To give you a little taste of what I'm talking about: the 1963 coup which took down the DIem regime began as a fake coup, engineered by Diem himself (and brother/advisor Dinh Ngo). Diem had been unpopular since a 1962 crackdown on dissident Buddhist monks, which ended in several displays of public self-immoliation (always a sympathy-grabber). The fake coup was supposed to be controllable, as it would be started and orchestrated by Diem operatives who wouldn't let it get out of hand. The faux-coup would disrupt commerce and cause general disorder, which would turn public opinion against Diem's opposition, and which would give Diem an excuse to institute martial law, and a purge of moderates. Great idea, no? The thing is, the CIA knew about the secret fake coup, and turned one of Diem's generals into a double agent. So the CIA operated a double-secret REAL coup within Diem's fake coup. Diem and Dinh Nhu didn't catch on until the supposedly-rebelling soldiers whom they had ordered to shut down traffic in Saigon didn't stand down to Diem's police. When Madame Nhu heard Diem and Dihn Ngo had been assassinated, she didn't accept the news as real for three months! She assumed (as, actually, my own wife probably would) that he had faked his death, and was probably waiting somewhere for her out of the country.
And that's just one of two death-faking stories in this book... and only one of three false-flag attacks... and Diem was only in power for nine years! That's a average of one false-flag event for every three years in power. I wonder if that's a record. (I am so naïve.)
Oh, did I mention that Diem was put in power by the French, because they expected him to fail? They figured his political inexperience and corruption would mismanage South Vietnam so badly that the public would be clamoring for a (pseudo)return to French (neo)colonial rule.
Of course, it didn't quite work out that way. This was one family of survivors, and Madame Nhu is as heavy a hitter as her husband and brother-in-law. When a pirate problem on Vietnamese inland waterways became so bad it threatened the economy, Diem and Dinh Ngo were prepared to negotiate. It was Madame Nhu working behind the scenes who convinced them to confront and destroy the underworld pirate/gangsters, which turns out to have been the right decision.

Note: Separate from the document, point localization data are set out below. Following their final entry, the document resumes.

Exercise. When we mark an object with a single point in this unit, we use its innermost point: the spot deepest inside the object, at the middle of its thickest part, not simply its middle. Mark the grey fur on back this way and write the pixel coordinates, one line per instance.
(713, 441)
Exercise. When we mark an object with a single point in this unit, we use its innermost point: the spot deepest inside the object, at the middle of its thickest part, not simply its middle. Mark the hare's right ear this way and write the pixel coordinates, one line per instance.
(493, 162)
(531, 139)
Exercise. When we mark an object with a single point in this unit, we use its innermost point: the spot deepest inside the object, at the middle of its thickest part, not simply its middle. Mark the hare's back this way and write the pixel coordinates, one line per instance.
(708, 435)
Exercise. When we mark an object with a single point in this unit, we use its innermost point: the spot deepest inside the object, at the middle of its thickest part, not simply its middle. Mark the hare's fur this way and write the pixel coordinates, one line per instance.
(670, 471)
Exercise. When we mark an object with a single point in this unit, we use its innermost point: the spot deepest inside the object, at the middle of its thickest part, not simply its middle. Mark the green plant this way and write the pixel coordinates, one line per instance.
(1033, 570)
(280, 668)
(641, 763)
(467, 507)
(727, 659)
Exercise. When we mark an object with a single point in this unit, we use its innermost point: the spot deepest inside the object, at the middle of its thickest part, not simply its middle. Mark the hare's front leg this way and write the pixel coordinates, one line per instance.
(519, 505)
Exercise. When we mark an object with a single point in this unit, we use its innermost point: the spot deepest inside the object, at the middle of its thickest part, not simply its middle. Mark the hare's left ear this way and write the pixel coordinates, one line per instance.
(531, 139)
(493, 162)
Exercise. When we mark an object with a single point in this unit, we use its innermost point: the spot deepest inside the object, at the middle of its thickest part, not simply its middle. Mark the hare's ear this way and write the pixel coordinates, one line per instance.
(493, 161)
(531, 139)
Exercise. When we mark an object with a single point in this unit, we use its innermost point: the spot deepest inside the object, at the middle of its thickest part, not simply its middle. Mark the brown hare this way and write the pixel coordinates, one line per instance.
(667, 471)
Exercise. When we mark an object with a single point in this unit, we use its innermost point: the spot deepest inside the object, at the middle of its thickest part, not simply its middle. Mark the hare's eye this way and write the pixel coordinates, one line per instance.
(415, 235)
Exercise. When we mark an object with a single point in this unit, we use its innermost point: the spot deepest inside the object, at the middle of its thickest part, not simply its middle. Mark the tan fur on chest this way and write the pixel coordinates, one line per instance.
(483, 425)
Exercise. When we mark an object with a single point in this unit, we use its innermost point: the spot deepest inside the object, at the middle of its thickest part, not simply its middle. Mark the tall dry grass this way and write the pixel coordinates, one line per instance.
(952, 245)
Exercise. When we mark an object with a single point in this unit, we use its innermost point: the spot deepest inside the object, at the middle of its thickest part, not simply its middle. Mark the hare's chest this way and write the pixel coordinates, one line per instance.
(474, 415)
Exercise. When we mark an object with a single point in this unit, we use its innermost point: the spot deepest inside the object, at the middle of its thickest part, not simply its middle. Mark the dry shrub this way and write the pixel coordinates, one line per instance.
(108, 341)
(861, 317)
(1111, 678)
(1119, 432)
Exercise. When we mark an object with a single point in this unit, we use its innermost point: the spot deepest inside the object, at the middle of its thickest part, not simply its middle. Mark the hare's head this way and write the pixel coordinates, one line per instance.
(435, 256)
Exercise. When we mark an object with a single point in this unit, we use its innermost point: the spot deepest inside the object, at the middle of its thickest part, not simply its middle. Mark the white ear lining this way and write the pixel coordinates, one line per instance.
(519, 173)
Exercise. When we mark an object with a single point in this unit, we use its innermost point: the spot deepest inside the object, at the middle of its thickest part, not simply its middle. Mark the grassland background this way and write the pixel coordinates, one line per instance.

She was tough, but also knew how to turn on the charm. Her flirtations with LBJ were "credited" (if one may use such a positive term) with bringing hundreds of millions of dollars of foreign aid into Vietnam. That's just one of many instances in this book when the "Dragon Lady" used her sex appeal to political ends. Obviously, the appellation "Dragon Lady" -with all its racial and gender stereotypical undertones- is problematic, but I'll leave those discussions for some other reviewer.
A few unexpected tidbits:
Vietnamese resistance to French recolonializing efforts after World War II were in part the result of Japanese propaganda during the war. Even though Imperial Japanese forces were cruel masters, their Asian solidarity propaganda found purchase among Vietnamese who suffered long under humiliating French colonial rule. For all their evils, the Imperial Japanese broke the myth of unchallengeable European commercial, military, and technological superiority.
The Vietnam War arguably started with American CIA orchestration of the 1963 coup. There is a long list of reasons why the US wanted to oust Diem and his brother- mostly they were too independent-minded to take uncritical instructions from the US, but also because the Kennedy administration felt that Diem's regime didn't project a favorable enough image of what a liberal democracy should be, in contrast to Ho Chi Minh's regime up in the North. President Diem appeared a bit too opulent and corrupt, and as part of the miniscule Catholic minority, it looked bad when he cracked down on Buddhist monks. One has to wonder whether the crackdown, and subsequent coup, and subsequent Vietnam War would have happened at all, if Madame Nhu's family had been Buddhist instead of Catholic.